Effects of training on postural control and agility when wearing socks of different compression levels

Summary Study aim: The aim of this study was to evaluate the effects of training while wearing socks differing in compression level (clinical, sub-clinical, regular) on performance of static and dynamic balancing and agility tasks in healthy, physically active people. We sought to understand whether socks with different compression properties supported postural regulation and agility task performance by enhancing somatosensory perception, unskewed by specific age range effects. Material and methods: Participants comprised 61 adults aged 18-75 years, divided into three groups (two experimental groups wearing clinical or sub-clinical level compression socks, and one control group wearing regular non-compression socks during training). An 8-week (2 × 1h per week) intervention programme was administered to train static and dynamic balance and postural control, leg strength and agility. Results: A mixed model ANOVA revealed no differences in static and dynamic balance and postural control and agility performance between clinical, sub-clinical, and control groups before and after training.

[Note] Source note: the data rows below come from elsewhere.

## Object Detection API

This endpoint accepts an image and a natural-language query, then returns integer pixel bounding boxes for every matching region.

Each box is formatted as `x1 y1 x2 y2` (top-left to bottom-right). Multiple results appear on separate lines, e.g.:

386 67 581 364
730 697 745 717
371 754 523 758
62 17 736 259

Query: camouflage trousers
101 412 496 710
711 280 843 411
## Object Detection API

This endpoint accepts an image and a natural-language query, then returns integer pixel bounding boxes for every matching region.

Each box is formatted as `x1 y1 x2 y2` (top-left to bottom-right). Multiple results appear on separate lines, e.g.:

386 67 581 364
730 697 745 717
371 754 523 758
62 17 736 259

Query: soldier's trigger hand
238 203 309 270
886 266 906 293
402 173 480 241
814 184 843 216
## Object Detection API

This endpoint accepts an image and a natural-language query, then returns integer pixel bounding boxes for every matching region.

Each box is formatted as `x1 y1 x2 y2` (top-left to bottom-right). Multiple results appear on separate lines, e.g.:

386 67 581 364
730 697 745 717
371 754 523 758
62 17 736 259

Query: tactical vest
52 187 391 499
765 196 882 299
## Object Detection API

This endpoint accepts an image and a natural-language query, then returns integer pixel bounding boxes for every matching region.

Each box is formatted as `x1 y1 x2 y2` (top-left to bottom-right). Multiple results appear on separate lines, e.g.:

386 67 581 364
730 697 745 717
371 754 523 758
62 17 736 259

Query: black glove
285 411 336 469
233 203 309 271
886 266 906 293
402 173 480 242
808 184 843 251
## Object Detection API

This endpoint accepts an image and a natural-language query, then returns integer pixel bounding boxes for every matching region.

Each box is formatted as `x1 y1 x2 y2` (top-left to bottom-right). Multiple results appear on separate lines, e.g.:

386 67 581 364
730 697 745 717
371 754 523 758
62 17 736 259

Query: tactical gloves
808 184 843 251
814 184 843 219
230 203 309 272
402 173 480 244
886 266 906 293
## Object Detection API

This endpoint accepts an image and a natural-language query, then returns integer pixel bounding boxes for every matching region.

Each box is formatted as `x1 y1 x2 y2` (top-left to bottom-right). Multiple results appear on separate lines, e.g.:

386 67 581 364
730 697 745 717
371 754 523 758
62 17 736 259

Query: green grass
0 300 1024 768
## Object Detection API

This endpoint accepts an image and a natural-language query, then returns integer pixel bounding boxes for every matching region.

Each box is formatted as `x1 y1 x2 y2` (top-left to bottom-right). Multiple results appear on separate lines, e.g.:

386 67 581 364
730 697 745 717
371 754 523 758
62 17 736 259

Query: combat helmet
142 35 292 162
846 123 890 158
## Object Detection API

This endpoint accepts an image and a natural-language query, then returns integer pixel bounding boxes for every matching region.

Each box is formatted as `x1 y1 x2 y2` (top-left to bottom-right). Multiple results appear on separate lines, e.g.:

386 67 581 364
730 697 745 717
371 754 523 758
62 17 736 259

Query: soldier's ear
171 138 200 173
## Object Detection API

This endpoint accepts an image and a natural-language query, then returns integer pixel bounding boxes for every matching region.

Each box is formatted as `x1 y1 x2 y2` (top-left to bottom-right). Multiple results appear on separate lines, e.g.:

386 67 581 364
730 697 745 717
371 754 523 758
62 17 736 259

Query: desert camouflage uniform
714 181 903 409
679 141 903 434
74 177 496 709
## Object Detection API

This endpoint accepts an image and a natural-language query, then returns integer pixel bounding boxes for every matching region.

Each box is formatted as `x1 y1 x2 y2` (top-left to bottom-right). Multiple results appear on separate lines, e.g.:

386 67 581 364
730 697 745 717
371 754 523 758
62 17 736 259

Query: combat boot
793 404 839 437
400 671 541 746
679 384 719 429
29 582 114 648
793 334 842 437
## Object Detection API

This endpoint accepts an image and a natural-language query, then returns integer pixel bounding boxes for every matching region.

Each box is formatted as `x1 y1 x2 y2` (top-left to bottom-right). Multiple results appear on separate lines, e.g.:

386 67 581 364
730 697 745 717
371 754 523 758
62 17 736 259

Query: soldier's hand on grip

All groups significantly improved their test performance, suggesting that training had some benefit on motor performance. Conclusions: These results raised interesting questions requiring further investigation to examine the effects of wearing socks (with and without different levels of compression) on motor behaviours in specific groups of elderly vs. young participants, in physically active vs. less physically active people, and in performance settings outside standardized laboratory tests to study applications in natural performance environments.